The printer that created the car is not like the little one we have sitting in the corner of the office; the 3D printer that created the Strati has a specialist filament that is a combination of plastic and carbon fibre, and the vehicle is built up layer by layer. In fact the printer, which was created by Oak Ridge National Laboratory and Cincinnati Inc., is called a BAAM or Big Area Additive Manufacturing machine that can print about 20 kilos of materials per hour at present.
The whole car took just 44 hours to print and once the printing was finished, engineers moved in and fitted the things that at present are not printable – like the wheels, suspension, brakes, engine and wind screen – to complete the construction; after which, it was just a matter of taking the vehicle out for a test drive at a rather snail-like 4mph.
We’re not sure if they are getting carried away in the euphoria of the moment but it would seem so when Jay Rogers of Local Motors told a local TV station that he believes the Strati could begin actual manufacturing by 2015 with a potential price tag between US$18,000 and 30,000.

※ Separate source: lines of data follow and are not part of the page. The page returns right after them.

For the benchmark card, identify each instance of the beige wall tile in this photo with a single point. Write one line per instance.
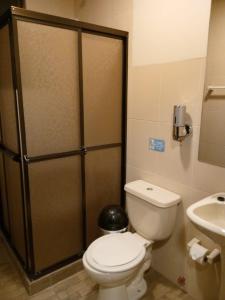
(146, 87)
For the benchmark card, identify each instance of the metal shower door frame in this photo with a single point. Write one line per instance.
(11, 17)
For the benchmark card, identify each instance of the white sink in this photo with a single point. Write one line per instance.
(208, 215)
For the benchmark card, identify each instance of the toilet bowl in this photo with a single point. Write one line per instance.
(113, 261)
(117, 262)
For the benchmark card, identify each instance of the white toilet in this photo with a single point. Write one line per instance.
(117, 262)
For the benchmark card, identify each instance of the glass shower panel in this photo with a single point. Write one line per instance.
(103, 185)
(4, 204)
(7, 101)
(56, 210)
(15, 202)
(50, 87)
(102, 85)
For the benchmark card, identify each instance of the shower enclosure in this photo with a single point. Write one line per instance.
(62, 116)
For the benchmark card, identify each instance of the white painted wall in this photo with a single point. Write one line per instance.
(166, 31)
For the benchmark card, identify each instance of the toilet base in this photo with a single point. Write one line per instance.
(118, 293)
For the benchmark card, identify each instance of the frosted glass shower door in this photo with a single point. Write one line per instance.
(50, 88)
(51, 106)
(103, 106)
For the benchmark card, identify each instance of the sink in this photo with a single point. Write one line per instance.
(208, 215)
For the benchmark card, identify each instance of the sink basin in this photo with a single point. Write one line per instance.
(208, 215)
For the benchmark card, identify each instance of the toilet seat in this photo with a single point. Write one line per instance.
(115, 252)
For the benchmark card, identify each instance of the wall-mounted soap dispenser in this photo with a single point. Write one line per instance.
(180, 128)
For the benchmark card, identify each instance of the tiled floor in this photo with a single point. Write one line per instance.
(76, 287)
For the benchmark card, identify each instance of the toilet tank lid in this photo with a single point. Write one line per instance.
(152, 193)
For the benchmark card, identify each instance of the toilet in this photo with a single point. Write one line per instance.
(117, 262)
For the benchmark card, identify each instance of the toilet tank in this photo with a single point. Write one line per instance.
(151, 209)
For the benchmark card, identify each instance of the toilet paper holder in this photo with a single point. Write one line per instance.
(212, 255)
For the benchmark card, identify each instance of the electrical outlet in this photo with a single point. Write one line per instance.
(156, 145)
(181, 280)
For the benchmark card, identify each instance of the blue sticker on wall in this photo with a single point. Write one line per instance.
(156, 145)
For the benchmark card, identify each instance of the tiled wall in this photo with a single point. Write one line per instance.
(154, 89)
(212, 142)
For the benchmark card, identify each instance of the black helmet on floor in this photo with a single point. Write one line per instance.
(113, 218)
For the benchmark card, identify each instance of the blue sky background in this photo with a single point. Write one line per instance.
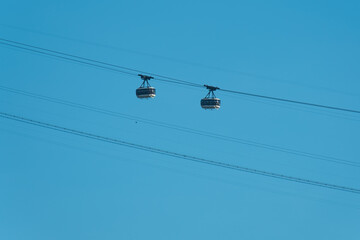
(58, 186)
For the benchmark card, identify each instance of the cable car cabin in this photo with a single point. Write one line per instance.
(145, 92)
(210, 103)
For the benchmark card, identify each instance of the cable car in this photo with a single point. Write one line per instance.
(210, 101)
(145, 90)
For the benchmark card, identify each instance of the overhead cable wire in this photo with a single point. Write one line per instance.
(101, 64)
(46, 50)
(177, 155)
(290, 101)
(181, 128)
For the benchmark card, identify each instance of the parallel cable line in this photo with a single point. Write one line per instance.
(102, 64)
(178, 155)
(291, 101)
(58, 53)
(182, 129)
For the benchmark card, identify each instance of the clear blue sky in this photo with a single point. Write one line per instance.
(59, 186)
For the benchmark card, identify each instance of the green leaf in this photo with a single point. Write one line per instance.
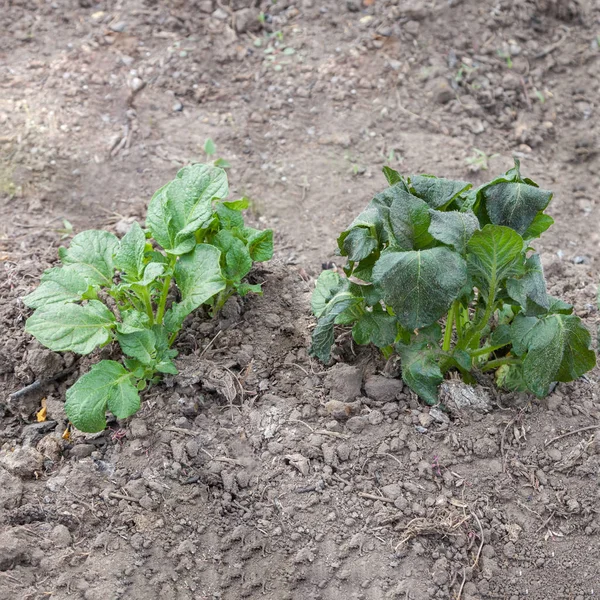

The model tested was installed with an electric powertrain that can achieve a very modest 60kph only, but the choice of engine would be up to the buyer to specify what they wanted. The Strati is not likely to be seen on any highways anytime soon either, simply as it was not designed for highways and, thus, in the US of A this means that the vehicle can be licensed without undergoing any of the standard safety tests. If the ambitions of Local Motors seem a little far-fetched, then perhaps you should know that General Electric has already announced a partnership with them to build and commercialise the next generation of GE products using the open source platform developed by Local Motors. The ability to make complex shapes using fewer parts and less material without sacrificing strength is one of the main benefits of 3D printing, said Anthony Vicari, a research associate at Lux Research and author of a recent 3D printing market report. Lighter-weight designs also have direct energy-saving benefits for the aerospace and automotive industries in terms of reduced fuel burn.
One of the aims of the project is to be able to build a car faster than the manufacturing titans can in, say, Detroit. At present though, the 44 hours it took to make the Strati is a lot longer than the average of ten hours it takes Detroit to churn out a car.